Now, much as the Bush Administration attempted to improve China’s status in the GATT last year despite Beijing’s brutal repression of democratic movements through a gambit revealed by the Center on 5 September (see The Bush Administration’s Incredible Shrinking Chinese Sanctions Policy, No. 89-P 52), it apparently is prepared to reward Moscow with a similar gesture despite Soviet coercion in Lithuania.
"There is a remarkable parallel between the Bush Administration’s current willingness to facilitate accelerated Soviet involvement in the GATT — despite the fact that the USSR is actively intimidating and repressing Lithuania — and its abortive efforts last year to upgrade China from observer status to full membership in that organization following the Tiananmen Square massacre," said Frank J. Gaffney, Jr., the Center’s director.
"Over the past few years, the executive branch has waffled on the issue of GATT observer status and eventual membership for the Soviet Union. This most recent erosion of the U.S. position, in the midst of the Lithuanian drama, is as untimely as it is ill-advised," said Roger W. Robinson, Jr., former Senior Director for International Economic Affairs at the National Security Council and a member of the Center’s Board of Advisors.
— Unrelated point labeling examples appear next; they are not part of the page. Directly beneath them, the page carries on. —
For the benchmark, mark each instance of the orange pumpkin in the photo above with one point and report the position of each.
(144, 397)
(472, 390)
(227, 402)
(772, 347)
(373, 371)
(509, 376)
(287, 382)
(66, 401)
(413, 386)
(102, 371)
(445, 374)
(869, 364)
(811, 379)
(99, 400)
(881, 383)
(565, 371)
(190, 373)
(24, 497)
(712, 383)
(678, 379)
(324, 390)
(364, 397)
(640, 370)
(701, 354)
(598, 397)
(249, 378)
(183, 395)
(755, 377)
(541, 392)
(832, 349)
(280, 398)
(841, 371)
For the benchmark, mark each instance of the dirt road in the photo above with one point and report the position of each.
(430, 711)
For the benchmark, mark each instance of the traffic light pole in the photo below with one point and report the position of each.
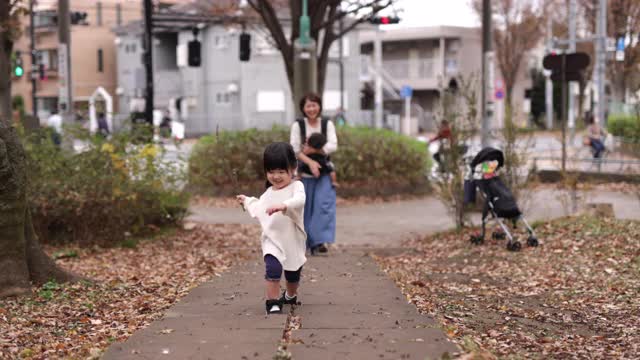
(65, 103)
(305, 76)
(548, 84)
(34, 61)
(148, 61)
(487, 72)
(601, 61)
(564, 111)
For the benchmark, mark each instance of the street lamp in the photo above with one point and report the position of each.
(305, 76)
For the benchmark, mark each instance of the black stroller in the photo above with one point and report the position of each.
(498, 199)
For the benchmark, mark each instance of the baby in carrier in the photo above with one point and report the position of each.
(318, 141)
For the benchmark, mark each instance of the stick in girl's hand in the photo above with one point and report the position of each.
(236, 187)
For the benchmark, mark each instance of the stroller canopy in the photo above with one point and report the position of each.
(488, 154)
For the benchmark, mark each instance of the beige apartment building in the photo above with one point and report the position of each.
(429, 59)
(93, 52)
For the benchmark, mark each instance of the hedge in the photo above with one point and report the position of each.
(368, 162)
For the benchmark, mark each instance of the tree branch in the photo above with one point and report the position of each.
(374, 4)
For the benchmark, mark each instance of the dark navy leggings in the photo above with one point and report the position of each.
(274, 270)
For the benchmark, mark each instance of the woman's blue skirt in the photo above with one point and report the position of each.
(319, 210)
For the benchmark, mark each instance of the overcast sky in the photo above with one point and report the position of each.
(437, 12)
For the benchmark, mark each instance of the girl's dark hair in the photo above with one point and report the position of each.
(313, 97)
(279, 156)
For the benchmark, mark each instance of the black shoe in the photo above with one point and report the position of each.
(322, 248)
(293, 301)
(274, 307)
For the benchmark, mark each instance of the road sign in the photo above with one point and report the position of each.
(406, 91)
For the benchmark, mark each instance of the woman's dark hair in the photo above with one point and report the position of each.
(313, 97)
(279, 156)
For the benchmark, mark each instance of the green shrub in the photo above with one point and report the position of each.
(368, 161)
(98, 195)
(626, 126)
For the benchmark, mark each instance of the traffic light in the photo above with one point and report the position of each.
(79, 18)
(18, 68)
(194, 58)
(42, 72)
(384, 20)
(245, 47)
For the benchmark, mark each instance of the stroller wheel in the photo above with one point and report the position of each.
(514, 246)
(498, 235)
(476, 239)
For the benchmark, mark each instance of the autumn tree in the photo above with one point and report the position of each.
(518, 27)
(324, 16)
(22, 260)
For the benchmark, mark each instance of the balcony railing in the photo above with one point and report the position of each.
(412, 69)
(399, 69)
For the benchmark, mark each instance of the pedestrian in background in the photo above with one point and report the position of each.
(320, 206)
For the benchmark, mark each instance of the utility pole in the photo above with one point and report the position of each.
(487, 72)
(548, 84)
(341, 64)
(572, 85)
(148, 61)
(601, 61)
(377, 64)
(305, 68)
(65, 102)
(34, 61)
Worse yet, the invitation to the Soviets to gain early observer status in the GATT comes on the heels of at least two other recent economic concessions to Moscow: (1) The United States has acceded to Soviet membership and borrowing privileges in the European Bank for Reconstruction and Development, thereby placing the Soviet Union both in the Board Room and at the teller’s window of the EBRD. Treasury Secretary Nicholas Brady is expected to sign off on these arrangements over the week-end as the G-7 Finance Ministers meet in Paris. And (2) the United States is now advancing with its COCOM partners proposals easing Soviet acquisition of mainframe computers, telecommunications equipment and technology and highly accurate machine tools.
The Center regrets that, as the cause of freedom in Lithuania has been steadily undermined by Moscow, the belief seems to persist among the small cadre of decision-makers in the Bush Administration that a "linkage-free" policy toward the Soviet Union can be successfully pursued.